Value Functions¶

`keras_gym.V`	A state value function \(s\mapsto v(s)\).
`keras_gym.QTypeI`	A type-I state-action value function \((s,a)\mapsto q(s,a)\).
`keras_gym.QTypeII`	A type-II state-action value function \(s\mapsto q(s,.)\).

class keras_gym.V(function_approximator, gamma=0.9, bootstrap_n=1, bootstrap_with_target_model=False)[source]¶

A state value function \(s\mapsto v(s)\).

Parameters:

function_approximator : FunctionApproximator object: The main function approximator.
gamma : float, optional: The discount factor for discounting future rewards.
bootstrap_n : positive int, optional: The number of steps in n-step bootstrapping. It specifies the number of steps over which we’re willing to delay bootstrapping. Large \(n\) corresponds to Monte Carlo updates and \(n=1\) corresponds to TD(0).
bootstrap_with_target_model : bool, optional: Whether to use the target_model when constructing a bootstrapped target. If False (default), the primary predict_model is used.

__call__(self, s, use_target_model=False)[source]¶

Evaluate the Q-function.

Parameters:	s : state observation A single state observation. use_target_model : bool, optional Whether to use the target_model internally. If False (default), the predict_model is used.
Returns:	V : float or array of floats The estimated value of the state \(v(s)\).

batch_eval(self, S, use_target_model=False)[source]¶

Evaluate the state value function on a batch of state observations.

Parameters:	S : nd array, shape: [batch_size, …] A batch of state observations. use_target_model : bool, optional Whether to use the target_model internally. If False (default), the predict_model is used.
Returns:	V : 1d array, dtype: float, shape: [batch_size] The predicted state values.

batch_update(self, S, Rn, In, S_next)[source]¶

Update the value function on a batch of transitions.

Parameters:

S : nd array, shape: [batch_size, …]

A batch of state observations.

Rn : 1d array, dtype: float, shape: [batch_size]

A batch of partial returns. For example, in n-step bootstrapping this is given by:

\[R^{(n)}_t\ =\ R_t + \gamma\,R_{t+1} + \dots \gamma^{n-1}\,R_{t+n-1}\]
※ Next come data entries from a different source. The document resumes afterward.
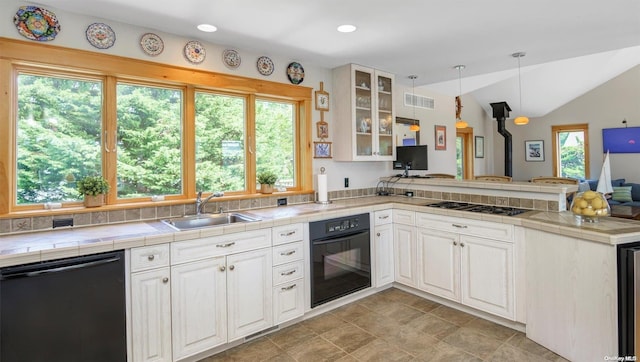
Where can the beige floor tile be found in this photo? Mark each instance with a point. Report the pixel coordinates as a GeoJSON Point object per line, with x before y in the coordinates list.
{"type": "Point", "coordinates": [316, 349]}
{"type": "Point", "coordinates": [473, 342]}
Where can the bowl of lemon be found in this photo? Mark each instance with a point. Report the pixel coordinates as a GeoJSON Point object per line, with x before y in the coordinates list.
{"type": "Point", "coordinates": [589, 206]}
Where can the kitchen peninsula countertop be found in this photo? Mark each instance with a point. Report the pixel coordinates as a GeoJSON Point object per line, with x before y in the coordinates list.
{"type": "Point", "coordinates": [67, 242]}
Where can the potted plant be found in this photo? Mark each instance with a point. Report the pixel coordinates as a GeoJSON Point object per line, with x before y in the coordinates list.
{"type": "Point", "coordinates": [267, 179]}
{"type": "Point", "coordinates": [93, 189]}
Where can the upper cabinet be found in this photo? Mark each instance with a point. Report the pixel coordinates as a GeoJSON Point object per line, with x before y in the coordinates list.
{"type": "Point", "coordinates": [364, 114]}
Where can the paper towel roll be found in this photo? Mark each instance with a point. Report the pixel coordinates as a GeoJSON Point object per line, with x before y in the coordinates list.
{"type": "Point", "coordinates": [322, 188]}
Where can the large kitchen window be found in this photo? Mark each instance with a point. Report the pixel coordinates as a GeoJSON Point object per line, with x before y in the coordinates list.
{"type": "Point", "coordinates": [58, 135]}
{"type": "Point", "coordinates": [148, 128]}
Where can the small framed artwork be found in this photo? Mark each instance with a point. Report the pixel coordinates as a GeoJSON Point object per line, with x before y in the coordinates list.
{"type": "Point", "coordinates": [534, 150]}
{"type": "Point", "coordinates": [322, 149]}
{"type": "Point", "coordinates": [441, 138]}
{"type": "Point", "coordinates": [322, 100]}
{"type": "Point", "coordinates": [479, 147]}
{"type": "Point", "coordinates": [322, 128]}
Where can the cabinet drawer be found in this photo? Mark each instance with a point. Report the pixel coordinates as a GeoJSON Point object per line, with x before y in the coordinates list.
{"type": "Point", "coordinates": [149, 257]}
{"type": "Point", "coordinates": [198, 249]}
{"type": "Point", "coordinates": [404, 217]}
{"type": "Point", "coordinates": [382, 217]}
{"type": "Point", "coordinates": [287, 253]}
{"type": "Point", "coordinates": [288, 272]}
{"type": "Point", "coordinates": [287, 233]}
{"type": "Point", "coordinates": [485, 229]}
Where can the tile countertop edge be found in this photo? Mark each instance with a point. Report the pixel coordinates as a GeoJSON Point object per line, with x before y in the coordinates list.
{"type": "Point", "coordinates": [608, 231]}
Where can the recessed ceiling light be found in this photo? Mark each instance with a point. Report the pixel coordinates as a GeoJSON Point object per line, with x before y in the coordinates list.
{"type": "Point", "coordinates": [207, 28]}
{"type": "Point", "coordinates": [347, 28]}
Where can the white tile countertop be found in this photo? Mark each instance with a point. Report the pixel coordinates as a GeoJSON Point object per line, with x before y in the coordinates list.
{"type": "Point", "coordinates": [74, 241]}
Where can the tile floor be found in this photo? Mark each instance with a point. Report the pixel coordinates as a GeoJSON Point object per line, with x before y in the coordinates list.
{"type": "Point", "coordinates": [391, 326]}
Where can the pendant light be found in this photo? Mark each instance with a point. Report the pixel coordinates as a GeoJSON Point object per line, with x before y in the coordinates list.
{"type": "Point", "coordinates": [414, 127]}
{"type": "Point", "coordinates": [459, 122]}
{"type": "Point", "coordinates": [520, 120]}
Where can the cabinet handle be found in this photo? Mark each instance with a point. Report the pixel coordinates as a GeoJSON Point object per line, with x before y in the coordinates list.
{"type": "Point", "coordinates": [289, 272]}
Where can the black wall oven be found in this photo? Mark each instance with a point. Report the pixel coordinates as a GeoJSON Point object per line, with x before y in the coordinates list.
{"type": "Point", "coordinates": [340, 257]}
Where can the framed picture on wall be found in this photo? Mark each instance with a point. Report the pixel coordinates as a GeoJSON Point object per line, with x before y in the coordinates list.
{"type": "Point", "coordinates": [479, 147]}
{"type": "Point", "coordinates": [441, 137]}
{"type": "Point", "coordinates": [534, 150]}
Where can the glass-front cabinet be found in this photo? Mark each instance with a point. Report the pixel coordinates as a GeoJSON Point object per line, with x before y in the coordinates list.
{"type": "Point", "coordinates": [364, 114]}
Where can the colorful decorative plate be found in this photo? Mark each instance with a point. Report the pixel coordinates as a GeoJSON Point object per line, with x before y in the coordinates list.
{"type": "Point", "coordinates": [194, 51]}
{"type": "Point", "coordinates": [295, 73]}
{"type": "Point", "coordinates": [36, 23]}
{"type": "Point", "coordinates": [151, 44]}
{"type": "Point", "coordinates": [265, 65]}
{"type": "Point", "coordinates": [231, 58]}
{"type": "Point", "coordinates": [101, 35]}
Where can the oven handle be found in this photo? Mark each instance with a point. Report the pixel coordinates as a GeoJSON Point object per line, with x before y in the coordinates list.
{"type": "Point", "coordinates": [339, 239]}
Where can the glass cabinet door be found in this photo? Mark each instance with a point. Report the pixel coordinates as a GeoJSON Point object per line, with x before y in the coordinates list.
{"type": "Point", "coordinates": [385, 116]}
{"type": "Point", "coordinates": [364, 114]}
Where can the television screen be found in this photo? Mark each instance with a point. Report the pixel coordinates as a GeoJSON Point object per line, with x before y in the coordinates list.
{"type": "Point", "coordinates": [411, 158]}
{"type": "Point", "coordinates": [621, 140]}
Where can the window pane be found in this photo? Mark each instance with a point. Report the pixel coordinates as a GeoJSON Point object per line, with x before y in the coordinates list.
{"type": "Point", "coordinates": [220, 129]}
{"type": "Point", "coordinates": [58, 136]}
{"type": "Point", "coordinates": [149, 141]}
{"type": "Point", "coordinates": [275, 141]}
{"type": "Point", "coordinates": [572, 161]}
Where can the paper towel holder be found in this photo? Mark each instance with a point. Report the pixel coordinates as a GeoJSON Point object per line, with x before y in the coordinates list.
{"type": "Point", "coordinates": [322, 169]}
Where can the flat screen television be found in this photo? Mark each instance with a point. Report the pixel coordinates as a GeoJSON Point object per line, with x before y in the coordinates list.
{"type": "Point", "coordinates": [411, 158]}
{"type": "Point", "coordinates": [621, 140]}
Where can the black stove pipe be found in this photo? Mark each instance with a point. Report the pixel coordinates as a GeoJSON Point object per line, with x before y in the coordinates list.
{"type": "Point", "coordinates": [501, 113]}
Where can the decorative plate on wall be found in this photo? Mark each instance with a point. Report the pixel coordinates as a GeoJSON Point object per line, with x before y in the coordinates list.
{"type": "Point", "coordinates": [195, 52]}
{"type": "Point", "coordinates": [36, 23]}
{"type": "Point", "coordinates": [265, 65]}
{"type": "Point", "coordinates": [101, 35]}
{"type": "Point", "coordinates": [151, 44]}
{"type": "Point", "coordinates": [295, 73]}
{"type": "Point", "coordinates": [231, 58]}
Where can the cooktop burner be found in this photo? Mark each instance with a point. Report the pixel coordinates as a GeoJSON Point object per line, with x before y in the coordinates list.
{"type": "Point", "coordinates": [486, 209]}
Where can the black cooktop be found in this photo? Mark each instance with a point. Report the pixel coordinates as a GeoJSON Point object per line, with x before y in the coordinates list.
{"type": "Point", "coordinates": [486, 209]}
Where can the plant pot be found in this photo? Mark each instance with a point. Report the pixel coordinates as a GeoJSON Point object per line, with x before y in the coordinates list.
{"type": "Point", "coordinates": [93, 201]}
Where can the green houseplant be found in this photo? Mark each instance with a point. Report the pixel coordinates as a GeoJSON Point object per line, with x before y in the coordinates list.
{"type": "Point", "coordinates": [93, 189]}
{"type": "Point", "coordinates": [267, 179]}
In other words, it’s the non-bootstrapped part of the n-step return.

In : 1d array, dtype: float, shape: [batch_size]

A batch bootstrapping factor. For instance, in n-step bootstrapping this is given by \(I^{(n)}_t=\gamma^n\) if the episode is ongoing and \(I^{(n)}_t=0\) otherwise. This allows us to write the bootstrapped target as:

\[G^{(n)}_t=R^{(n)}_t+I^{(n)}_tQ(S_{t+n}, A_{t+n})\]

S_next : nd array, shape: [batch_size, …]

A batch of next-state observations.

Returns:

losses : dict: A dict of losses/metrics, of type {name <str>: value <float>}.

sync_target_model(self, tau=1.0)¶

Synchronize the target model with the primary model.

Parameters:	tau : float between 0 and 1, optional The amount of exponential smoothing to apply in the target update: \[w_\text{target}\ \leftarrow\ (1 - \tau)\,w_\text{target} + \tau\,w_\text{primary}\]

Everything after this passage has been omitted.